Hanif = Love

2.4K 391 77
                                    

Rasa bingung tak bisa Jana hindarkan, ketika melihat Hadif dan motor besar kesayangannya itu terparkir di halaman rumahnya. Turun dari mobilnya sehabis dari rumah Kala, Jana menghampiri Hadif yang sedang memainkan ponselnya.

Bisakah lelaki ini tau Jana tak mau bertemu dengannya? Cukup malu ketika mengingat kejadian di rooftop sekolah tempo hari, Jana bahkan berfikir tak akan menampakkan wajahnya didepan Hadif lagi.

"Dif." Panggil Jana, mengalihkan atensi lelaki didepannya itu.

Hadif yang semula bersandar pada motornya langsung berdiri tegak, ketika mengetahui Jana tepat berada didepannya, "Jan." Katanya pelan, Jana masih diam, Hadif dibuat gugup, "Em—maaf." Katanya pelan, tanpa basa-basi.

Tak ada jawaban dari Jana, lelaki itu seolah mematung, membuat Hadif menghela nafas pelan, "Gue keterlaluan banget, tapi–sumpah demi Tuhan, gue gak bermaksud." Penjelasan terbata-bata itu membuat Jana menatapnya, dibalik wajah datar Hadif, ada jiwa yang ketar-ketir.

Hadif merutuk dalam hati, bisakah lelaki didepannya ini lebih cepat merespon ucapannya, Hadif sudah menurunkan ego untuk meminta maaf atas kejadian antara keduanya.

Disela-sela keheningan itu, Jana dengan tiba-tiba memukul kepala Hadif pelan, membuat lelaki itu mengaduh sembari membulatkan matanya terkejut dengan gerakan tiba-tiba dari Jana.

"Bego." Sungut Jana, "Gue kesel banget sama lo anjir, Hadif bego." lagi dan lagi pukulan pelan pada lengannya Jana berikan.

"Sakit, Jana." Hadif mencoba menghindar, tapi Jana masih memburunya dengan pukulan-pukulan.

Jana malah merengek, tak juga berhenti menghujam Hadif dengan pukulan bahkan menjambak rambut lelaki itu pelan, "Huaa–gue kesel banget sama lo." Hingga pukulan itu berhenti ketika Hadif mencekal pergelangan tangan Jana.

"Maaf."

Jana mendengus, "Gak, gak ada maaf buat lo."

Hadif sudah menyiapkan diri kalau Jana memang tidak akan memaafkannya atas tindakan bodoh yang ia lakukan, tapi tak menyangka kalau lelaki ini akan begitu terus terang seperti ini. Jadi, yang Hadif lakukan adalah mengangguk pelan, "Yaudah, setidaknya gue udah minta maaf." Katanya, membuat Jana mengerucutkan bibir.

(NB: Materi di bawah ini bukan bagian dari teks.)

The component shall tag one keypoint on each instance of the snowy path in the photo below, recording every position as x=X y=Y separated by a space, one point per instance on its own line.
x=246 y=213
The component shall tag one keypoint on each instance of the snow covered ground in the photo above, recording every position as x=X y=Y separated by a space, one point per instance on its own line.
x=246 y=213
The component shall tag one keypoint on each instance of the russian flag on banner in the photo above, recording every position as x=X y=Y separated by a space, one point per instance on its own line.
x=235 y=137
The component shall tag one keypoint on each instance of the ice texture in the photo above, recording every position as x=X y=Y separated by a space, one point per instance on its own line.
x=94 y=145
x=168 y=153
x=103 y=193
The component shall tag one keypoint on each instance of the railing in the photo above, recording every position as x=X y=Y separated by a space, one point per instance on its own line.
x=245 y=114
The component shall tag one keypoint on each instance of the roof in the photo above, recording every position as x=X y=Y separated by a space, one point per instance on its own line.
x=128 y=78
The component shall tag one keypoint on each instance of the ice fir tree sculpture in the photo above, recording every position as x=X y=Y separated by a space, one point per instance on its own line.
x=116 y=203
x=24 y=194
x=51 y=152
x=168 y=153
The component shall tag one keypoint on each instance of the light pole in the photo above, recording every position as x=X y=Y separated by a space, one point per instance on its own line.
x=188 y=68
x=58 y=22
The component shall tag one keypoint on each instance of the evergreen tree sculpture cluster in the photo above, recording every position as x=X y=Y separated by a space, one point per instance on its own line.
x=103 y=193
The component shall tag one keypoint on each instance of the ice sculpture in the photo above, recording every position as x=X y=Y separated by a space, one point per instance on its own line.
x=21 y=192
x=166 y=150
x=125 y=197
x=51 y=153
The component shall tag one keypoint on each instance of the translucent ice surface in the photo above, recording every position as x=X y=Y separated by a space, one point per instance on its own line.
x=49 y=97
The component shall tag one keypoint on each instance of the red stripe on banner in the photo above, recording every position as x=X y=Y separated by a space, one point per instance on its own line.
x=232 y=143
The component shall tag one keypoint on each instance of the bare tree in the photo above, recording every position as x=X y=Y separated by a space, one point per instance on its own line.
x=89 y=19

Hadif itu sangat mengesalkan, Jana sampai dibuat tak percaya, Hadif mudah sekali menyerah, padahal Jana hanya main-main, coba kalau lelaki itu menawarkan kemewahan berupa satu box besar es krim rasa strawberry, mungkin Jana dengan senang hati memaafkannya. Tapi, melihatnya tak ada usaha sama sekali, membuat Jana berdecak pelan. "Kok lo langsung pergi gitu aja, gak ada usaha banget." Katanya.

Memasang helm miliknya, Hadif menaikkan sebelah alis, "Kata Devano, yang penting udah minta maaf walau gak dimaafin." Jawabnya, "Terus kalo udah gitu, gue ngapain lagi disini? mending pulang lah."

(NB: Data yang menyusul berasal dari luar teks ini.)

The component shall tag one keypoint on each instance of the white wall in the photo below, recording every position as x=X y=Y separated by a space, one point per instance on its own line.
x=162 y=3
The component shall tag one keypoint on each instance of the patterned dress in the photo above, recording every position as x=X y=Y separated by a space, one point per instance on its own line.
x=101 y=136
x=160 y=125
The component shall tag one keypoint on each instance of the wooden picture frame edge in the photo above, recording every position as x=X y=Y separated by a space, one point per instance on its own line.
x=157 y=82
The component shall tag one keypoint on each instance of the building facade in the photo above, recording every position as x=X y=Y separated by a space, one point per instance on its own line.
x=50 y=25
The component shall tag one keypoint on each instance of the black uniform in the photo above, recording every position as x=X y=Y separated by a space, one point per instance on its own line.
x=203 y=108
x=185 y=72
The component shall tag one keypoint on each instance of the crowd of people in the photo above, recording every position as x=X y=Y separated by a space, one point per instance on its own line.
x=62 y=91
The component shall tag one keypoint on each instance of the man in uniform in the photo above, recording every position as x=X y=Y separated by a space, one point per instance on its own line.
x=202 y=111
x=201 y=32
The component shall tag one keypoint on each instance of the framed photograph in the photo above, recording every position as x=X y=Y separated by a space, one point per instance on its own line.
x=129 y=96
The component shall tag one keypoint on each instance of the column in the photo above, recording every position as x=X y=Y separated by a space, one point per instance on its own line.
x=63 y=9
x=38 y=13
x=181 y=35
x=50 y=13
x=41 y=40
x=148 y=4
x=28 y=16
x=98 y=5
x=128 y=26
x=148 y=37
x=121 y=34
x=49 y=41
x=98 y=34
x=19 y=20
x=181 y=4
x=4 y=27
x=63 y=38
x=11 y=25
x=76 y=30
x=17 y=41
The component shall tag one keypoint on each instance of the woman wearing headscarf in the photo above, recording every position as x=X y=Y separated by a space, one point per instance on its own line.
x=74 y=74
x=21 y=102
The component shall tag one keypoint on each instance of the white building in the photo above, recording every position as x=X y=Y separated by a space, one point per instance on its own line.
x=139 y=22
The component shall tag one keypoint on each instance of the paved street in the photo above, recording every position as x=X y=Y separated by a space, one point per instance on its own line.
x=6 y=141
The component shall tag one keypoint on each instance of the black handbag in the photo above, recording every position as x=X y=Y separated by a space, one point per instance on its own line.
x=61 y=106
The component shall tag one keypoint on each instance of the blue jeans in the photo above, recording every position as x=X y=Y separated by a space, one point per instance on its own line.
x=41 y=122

Jana sampai geleng-geleng kepala, yang benar saja. "Cowok mesum, gue aduin lo ke Hanif."

Wah, kalau sudah begini, tak bisa Hadif merasa tenang-tenang saja, Jana terlihat tak main-main dengan ucapannya. Hadif dibuat terdiam, kalau Hanif tau bisa saja terjadi perang saudara diantara mereka. "Yailah, gue udah minta maaf juga. Lu mau apa sih?"

Jana tersenyum senang, "Lo harus jadi babu gue." Tak ingin menyia-nyiakan kesempatan yang ada, kapan lagi Hadif anak konglomerat ini menjadi babunya.

Wajah Hadif yang datar membuat Jana tersenyum senang, ia harus mengerjai lelaki itu habis-habisan.

Jana bersenandung pelan, sembari memakan roti isi yang ia beli sebelum pergi ke sekolah. Tangannya sibuk menggoreskan pensil dibuku gambar, tugas kesenian kali ini mengharuskan mereka menggambar setangkai bunga mawar.